Selain menulis esai lepas, di rubrik Remaja saya juga sering mengirim tulisan untuk kolom Dialog. Dialog adalah ruang yang disediakan untuk membincang topik-topik santai yang sudah ditentukan oleh redaksi dalam sebuah artikel pendek—hanya beberapa paragraf saja. Meski di rubrik Dialog ini tulisan yang dimuat tidak mendapat honor, melainkan mendapat hadiah kaos, tapi saya tetap antusias mengirim tulisan di situ.

Salah satu tulisan ringkas saya dimuat di kolom Dialog SUARA MERDEKA dengan topik "Gagal Menempuh UMPTN". Edisi tak terlacak. (Dok. Badiatul Muchlisin Asti)

Tujuan prioritas saya adalah untuk mempertajam kemampuan saya menulis terkait pelbagai topik. Selain itu, tak bisa dipungkiri, saya juga bangga bila dimuat—ada nama dan foto saya terpajang di situ, di samping senang juga mendapatkan hadiah kaos. Saya bisa petentang-petenteng memakai kaos bertuliskan Rubrik Dialog SUARA MERDEKA hahaha...  

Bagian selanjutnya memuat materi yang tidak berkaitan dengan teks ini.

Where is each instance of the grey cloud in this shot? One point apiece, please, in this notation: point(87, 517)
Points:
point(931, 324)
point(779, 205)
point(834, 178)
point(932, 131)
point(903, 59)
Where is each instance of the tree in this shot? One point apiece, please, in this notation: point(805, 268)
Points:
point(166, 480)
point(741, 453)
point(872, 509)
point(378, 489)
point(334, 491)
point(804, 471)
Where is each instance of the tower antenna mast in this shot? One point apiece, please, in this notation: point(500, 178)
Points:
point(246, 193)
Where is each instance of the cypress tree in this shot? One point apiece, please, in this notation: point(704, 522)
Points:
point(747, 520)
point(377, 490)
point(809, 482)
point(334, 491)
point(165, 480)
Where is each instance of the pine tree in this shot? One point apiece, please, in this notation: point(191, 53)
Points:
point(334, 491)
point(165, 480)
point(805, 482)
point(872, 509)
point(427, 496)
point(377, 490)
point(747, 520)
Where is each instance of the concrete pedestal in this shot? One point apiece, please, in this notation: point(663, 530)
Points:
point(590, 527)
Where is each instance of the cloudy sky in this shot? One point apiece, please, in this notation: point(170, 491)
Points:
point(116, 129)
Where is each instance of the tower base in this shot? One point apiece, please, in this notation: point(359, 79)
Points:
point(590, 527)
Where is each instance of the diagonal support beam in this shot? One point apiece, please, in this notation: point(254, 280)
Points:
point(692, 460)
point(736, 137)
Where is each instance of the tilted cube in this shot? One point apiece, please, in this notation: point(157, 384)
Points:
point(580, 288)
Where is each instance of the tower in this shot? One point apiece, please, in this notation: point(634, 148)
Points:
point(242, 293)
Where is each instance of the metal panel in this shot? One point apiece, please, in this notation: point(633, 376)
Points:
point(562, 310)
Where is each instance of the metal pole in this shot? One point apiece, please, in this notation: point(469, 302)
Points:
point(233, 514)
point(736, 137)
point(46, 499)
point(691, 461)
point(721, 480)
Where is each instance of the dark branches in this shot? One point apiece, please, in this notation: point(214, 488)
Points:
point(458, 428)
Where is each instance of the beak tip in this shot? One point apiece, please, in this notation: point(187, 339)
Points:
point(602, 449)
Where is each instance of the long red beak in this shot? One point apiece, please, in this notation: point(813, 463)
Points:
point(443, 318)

Tulisan saya sering dimuat di rubrik Dialog, sehingga saya pun punya banyak koleksi kaos bertuliskan Rubrik Dialog SUARA MERDEKA dengan warna kaos dan desain tulisan yang berbeda. Saya bangga memakainya, karena saya peroleh dengan ‘kerja cerdas’ mengirim tulisan dan bersaing dengan banyak tulisan lainnya, namun tulisan saya dapat memenangkan kompetisi itu.  

Karena itulah, ketika itu saya rutin membeli koran Suara Merdeka edisi Minggu. Suara Merdeka edisi Minggu serupa kekasih yang selalu saya tunggu-tunggu kehadirannya. Setiap Minggu pagi, saya selalu menanti kehadirannya. Dan pasti saya membelinya dan mengecek adakah tulisan saya yang dimuat di Minggu itu.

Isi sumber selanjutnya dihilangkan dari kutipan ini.